JASON: Brock mentioned earth, air, fire and water. Chad, what do we know about the history of fire in the state of California and what do you think we’re going to see regarding fire here as climate change intensifies?

Chad Hanson

CHAD HANSON: There’s actually been a lot of research on how much fire we have now versus how much we had before the era of fire suppression. Interestingly, we actually had a lot more fire historically, and that’s well known among ecologists, though it’s not as well known among the general public or policy makers. But in forests, we actually have a significant deficit of fire in the forests of California, and that’s broadly true across nearly every forested region of the West. It’s not true in every vegetation type. There are certain vegetation types where we actually have more fire now than we had historically, such as chaparral systems in Southern California and some other parts of the state, especially low elevation chaparral that’s in close contact with some large population centers. In those places you get an enormous number of unplanned human ignitions. So in those areas we have more fire, but in forests broadly we have significantly less fire; in many cases half as much, one-fourth as much, in some places one-tenth as much as we did historically, and generally it’s a deficit of fire of all intensities.

And the reason that matters is that there are many wildlife species that depend on post-fire habitat, so it has biodiversity consequences. As to where we’re going in the future, that’s harder to predict because climate modelers are not in agreement at all on what we’re going to see with regard to fire. There’s broad consensus that temperatures are going up and that they’ll continue to go up. What that means for fire is a much more subtle question. There are a number of studies that say we’re going to have more fire by the end of the century in forests, but likely not as much by the end of the century as we had historically before fire suppression. That’s one group, and that generally is based upon assumptions of hot or drier conditions in the future.

Another group of scientists say, well, actually, under hotter, drier conditions, from a climate perspective, you would expect more fire, and we may see that temporarily, but ultimately by the middle or end of the century, we’re going to see less fire, and less intense fire because of vegetation shifts in the understory in a hotter, drier future, in other words, sparser understories and not as much to carry flames. And still other groups of scientists predict a warmer but wetter future with less fire. Many of them predict more fire in some places and less in others. Basically there are three different scenarios: moderate increase in fire relative to historical norms; a mixed bag with some increases and some decreases; and broader decreases in fire. For me as a fire ecologist especially focused on biodiversity, the question I’m most interested in is how do we keep fire roughly within the natural range of variability, not too high or too low, and the concern that I have right now is that in our forests we have fire way on the low end of the scale.

Frank Lake

FRANK LAKE: I want to add some context to this. I’m not only a research ecologist for the forest service; I’m also a tribal descendant well trained in the cultural beliefs and ecological practices of the traditional people along the Klamath River, and I work a lot with many California tribes. When we think about variability versus change, if we think about where we’re at climatically, we’re coming out of the “Little Ice Age,” one of California’s cooler, moister periods that extended back from 150 to probably 500 to 700 years ago, and a lot of the forests and ecosystems we have now developed in that cooler, moister period.

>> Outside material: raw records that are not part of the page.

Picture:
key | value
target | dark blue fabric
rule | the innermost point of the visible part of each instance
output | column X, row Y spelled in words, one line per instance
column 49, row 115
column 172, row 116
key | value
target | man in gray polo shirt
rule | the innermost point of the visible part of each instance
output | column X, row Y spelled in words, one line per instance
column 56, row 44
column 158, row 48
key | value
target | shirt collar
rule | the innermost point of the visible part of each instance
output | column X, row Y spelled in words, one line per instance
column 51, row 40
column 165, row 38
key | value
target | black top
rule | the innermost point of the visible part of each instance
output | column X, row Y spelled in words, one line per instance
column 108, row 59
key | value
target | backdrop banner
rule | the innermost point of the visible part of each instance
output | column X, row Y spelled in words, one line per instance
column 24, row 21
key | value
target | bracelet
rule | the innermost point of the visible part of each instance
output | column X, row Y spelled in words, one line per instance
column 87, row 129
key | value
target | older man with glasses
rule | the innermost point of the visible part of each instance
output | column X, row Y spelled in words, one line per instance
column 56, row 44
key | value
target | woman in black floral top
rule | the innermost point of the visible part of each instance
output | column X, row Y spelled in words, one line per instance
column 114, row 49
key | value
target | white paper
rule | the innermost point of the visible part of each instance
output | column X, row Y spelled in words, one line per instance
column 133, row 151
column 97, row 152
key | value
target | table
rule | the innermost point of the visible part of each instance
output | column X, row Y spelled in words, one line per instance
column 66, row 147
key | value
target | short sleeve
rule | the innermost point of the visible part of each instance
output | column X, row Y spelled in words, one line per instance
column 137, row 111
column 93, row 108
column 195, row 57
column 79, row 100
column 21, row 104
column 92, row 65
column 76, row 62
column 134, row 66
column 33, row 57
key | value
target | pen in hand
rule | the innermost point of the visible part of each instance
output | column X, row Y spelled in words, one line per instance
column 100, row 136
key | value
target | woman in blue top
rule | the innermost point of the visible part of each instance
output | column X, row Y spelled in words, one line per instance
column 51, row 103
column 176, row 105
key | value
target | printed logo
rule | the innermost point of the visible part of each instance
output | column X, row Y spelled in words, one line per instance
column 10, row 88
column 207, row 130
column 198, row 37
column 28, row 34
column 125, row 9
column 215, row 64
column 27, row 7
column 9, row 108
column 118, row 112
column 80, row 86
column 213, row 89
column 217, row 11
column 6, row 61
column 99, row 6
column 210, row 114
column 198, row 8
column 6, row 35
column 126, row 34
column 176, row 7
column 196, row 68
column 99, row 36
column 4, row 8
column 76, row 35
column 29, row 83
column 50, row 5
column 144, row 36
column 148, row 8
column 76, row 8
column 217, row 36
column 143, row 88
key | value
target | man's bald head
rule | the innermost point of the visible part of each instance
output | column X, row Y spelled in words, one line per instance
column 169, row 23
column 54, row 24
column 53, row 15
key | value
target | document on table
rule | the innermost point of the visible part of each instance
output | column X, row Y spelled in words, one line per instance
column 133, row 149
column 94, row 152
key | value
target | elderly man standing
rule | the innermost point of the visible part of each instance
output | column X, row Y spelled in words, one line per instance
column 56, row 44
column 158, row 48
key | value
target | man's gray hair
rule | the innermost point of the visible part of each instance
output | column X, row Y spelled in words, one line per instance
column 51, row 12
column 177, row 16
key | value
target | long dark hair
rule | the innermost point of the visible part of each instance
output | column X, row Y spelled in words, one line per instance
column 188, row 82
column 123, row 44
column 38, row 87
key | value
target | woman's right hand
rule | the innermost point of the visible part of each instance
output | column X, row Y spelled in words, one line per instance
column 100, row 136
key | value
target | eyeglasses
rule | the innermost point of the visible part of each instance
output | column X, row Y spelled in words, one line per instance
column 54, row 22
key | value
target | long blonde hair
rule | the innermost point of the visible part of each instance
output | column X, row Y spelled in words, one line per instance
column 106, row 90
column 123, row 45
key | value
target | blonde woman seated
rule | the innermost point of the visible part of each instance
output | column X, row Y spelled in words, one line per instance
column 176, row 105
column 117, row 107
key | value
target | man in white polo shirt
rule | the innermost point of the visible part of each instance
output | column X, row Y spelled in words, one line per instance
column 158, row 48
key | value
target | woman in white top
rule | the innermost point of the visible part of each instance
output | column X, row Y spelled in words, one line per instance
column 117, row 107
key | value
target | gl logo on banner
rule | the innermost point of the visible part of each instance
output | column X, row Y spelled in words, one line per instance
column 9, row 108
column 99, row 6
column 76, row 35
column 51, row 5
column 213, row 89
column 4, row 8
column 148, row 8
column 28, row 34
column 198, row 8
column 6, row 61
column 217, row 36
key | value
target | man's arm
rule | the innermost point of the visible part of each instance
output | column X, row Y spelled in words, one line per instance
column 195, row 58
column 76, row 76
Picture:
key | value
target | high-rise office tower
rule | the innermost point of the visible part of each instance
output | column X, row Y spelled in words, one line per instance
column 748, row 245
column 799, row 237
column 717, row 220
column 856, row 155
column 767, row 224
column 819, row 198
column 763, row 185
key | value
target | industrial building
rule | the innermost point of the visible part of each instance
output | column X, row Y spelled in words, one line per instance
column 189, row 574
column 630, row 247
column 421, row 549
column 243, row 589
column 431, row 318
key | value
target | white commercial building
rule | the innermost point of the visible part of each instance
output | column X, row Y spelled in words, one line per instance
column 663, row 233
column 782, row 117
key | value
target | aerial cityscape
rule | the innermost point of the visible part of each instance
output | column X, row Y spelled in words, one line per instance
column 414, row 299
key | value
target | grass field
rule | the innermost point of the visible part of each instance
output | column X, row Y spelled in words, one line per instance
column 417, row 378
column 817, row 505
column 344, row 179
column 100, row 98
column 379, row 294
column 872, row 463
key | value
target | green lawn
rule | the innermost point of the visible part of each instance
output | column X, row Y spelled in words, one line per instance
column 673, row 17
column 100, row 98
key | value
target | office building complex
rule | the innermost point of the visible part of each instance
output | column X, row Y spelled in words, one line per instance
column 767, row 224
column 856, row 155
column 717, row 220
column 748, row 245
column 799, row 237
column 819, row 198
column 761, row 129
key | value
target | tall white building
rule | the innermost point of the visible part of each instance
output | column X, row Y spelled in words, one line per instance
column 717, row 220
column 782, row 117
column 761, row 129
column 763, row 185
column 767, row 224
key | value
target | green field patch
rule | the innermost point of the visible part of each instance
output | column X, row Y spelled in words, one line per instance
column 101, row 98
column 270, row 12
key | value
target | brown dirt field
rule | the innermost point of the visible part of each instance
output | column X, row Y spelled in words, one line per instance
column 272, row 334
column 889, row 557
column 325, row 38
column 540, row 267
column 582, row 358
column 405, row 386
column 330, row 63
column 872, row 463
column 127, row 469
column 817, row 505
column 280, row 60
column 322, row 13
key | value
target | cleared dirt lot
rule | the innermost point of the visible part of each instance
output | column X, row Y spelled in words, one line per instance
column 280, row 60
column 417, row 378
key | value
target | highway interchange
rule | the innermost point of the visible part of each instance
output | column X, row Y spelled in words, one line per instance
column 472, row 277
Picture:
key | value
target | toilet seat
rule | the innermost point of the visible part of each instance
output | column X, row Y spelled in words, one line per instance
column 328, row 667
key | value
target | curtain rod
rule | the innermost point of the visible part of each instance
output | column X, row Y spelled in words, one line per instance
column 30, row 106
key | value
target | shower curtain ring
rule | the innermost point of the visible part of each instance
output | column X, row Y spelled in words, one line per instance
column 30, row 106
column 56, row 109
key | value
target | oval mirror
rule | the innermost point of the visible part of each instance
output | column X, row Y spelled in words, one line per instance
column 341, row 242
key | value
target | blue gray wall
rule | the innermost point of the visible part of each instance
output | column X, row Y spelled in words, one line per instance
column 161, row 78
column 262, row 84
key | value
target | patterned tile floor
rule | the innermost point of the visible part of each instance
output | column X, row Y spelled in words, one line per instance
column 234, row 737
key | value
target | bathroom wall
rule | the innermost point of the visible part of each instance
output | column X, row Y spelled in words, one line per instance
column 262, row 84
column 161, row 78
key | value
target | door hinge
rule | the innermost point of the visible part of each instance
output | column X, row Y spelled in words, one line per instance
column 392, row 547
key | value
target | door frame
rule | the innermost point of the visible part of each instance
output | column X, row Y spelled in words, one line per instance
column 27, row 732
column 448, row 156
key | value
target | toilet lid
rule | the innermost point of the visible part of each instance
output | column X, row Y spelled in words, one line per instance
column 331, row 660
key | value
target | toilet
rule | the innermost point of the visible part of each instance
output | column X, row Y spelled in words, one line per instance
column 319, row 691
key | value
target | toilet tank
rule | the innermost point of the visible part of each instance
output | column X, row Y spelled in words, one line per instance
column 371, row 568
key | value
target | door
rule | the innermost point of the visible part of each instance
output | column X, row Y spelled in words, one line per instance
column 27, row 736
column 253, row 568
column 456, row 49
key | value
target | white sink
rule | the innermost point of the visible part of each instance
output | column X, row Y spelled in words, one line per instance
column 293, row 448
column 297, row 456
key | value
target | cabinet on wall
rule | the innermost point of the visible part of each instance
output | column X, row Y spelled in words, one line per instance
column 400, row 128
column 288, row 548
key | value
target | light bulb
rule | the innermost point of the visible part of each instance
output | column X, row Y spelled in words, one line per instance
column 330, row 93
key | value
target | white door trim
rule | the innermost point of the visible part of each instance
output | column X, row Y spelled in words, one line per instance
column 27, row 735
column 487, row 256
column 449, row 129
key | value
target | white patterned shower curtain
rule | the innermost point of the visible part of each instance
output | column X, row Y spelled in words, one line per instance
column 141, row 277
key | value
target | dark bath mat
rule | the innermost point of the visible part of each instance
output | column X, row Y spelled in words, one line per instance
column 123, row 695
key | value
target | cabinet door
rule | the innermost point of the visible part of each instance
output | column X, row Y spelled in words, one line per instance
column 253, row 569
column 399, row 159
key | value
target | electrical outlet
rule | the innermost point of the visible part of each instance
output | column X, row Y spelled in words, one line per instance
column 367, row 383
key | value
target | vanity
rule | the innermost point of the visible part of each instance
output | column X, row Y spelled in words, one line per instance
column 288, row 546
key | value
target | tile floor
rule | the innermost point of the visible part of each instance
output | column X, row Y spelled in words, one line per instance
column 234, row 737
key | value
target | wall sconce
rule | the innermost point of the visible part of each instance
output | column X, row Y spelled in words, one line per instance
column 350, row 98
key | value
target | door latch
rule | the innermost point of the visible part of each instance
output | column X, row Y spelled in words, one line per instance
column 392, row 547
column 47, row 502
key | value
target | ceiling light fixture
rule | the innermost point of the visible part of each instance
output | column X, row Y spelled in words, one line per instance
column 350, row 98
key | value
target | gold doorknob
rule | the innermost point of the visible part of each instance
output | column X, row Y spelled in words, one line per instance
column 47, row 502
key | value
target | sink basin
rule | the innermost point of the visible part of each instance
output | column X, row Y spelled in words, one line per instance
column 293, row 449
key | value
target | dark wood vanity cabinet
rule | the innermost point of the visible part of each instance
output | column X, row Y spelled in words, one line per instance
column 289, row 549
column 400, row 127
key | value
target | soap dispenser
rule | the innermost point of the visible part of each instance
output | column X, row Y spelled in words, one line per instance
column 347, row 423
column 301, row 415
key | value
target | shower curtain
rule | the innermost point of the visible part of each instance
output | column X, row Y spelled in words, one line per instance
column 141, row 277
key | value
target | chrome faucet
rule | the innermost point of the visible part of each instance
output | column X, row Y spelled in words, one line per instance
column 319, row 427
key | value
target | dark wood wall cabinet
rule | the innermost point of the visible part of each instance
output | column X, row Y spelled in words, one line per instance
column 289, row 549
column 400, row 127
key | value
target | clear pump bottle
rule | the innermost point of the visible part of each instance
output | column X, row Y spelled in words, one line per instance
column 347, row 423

What most people don’t realize is that, besides natural fires started by lightning, there were historically also a lot of intentional Indigenous ignitions throughout the state from the coastal headlands all the way to alpine meadows, through many different chaparral, other grassland, oak, and other forest types all the way up to mixed conifer, even true fir forests. They used fire extensively as a land management tool with techniques they had refined for many centuries.

Tribal people saw water as a sacred element and still do, but they also saw fire as one of the most energetic ways to manage vegetation to maintain consistent water supply and rich biodiversity, the kind of diversity that underlies a strong social and cultural community and enhances resilience. So we need to think not only about the components of the natural fire regime but also about what we can learn from the systems aboriginal people here used to manage fire for biodiversity and for water management.

JASON: That ecosystem and climate variability makes our work as stewards really tricky because how do you plan for change when the change could be all of a sudden really chaotic and manifest itself in such a wide range of variability. Brock?

BROCK: I think it’s helpful in thinking about fire behavior and water behavior, hydrologic behavior performance, if you will, to think of those as verbs and less as nouns. Some key factors are intensity and frequency: the intensity and frequency of storms or fires, but the impacts of those disturbances depend a lot on the condition of the land’s surface, and our current land management regimes in, say, the logging industry or in agricultural but urbanizing watersheds exacerbate negative impacts. Impermeable surfaces and road networks tend to increase runoff volumes and decrease water quality with sediment and pollutants. And our over-aggressive fire suppression ultimately leads to really big fires instead of more frequent but low-intensity, cool burns.

So how do we work to manage vegetation within watersheds to be resilient when those big “pineapple expresses,” these immense atmospheric rivers from the Pacific bring huge bursts of water but distribute it totally unevenly? Just a week ago in one of these sorts of storms we got three inches of rain in Occidental where I live, but Santa Cruz got 11 inches and southern Humboldt got 14 inches. So some folks get hosed down and others just get a squirt on the side.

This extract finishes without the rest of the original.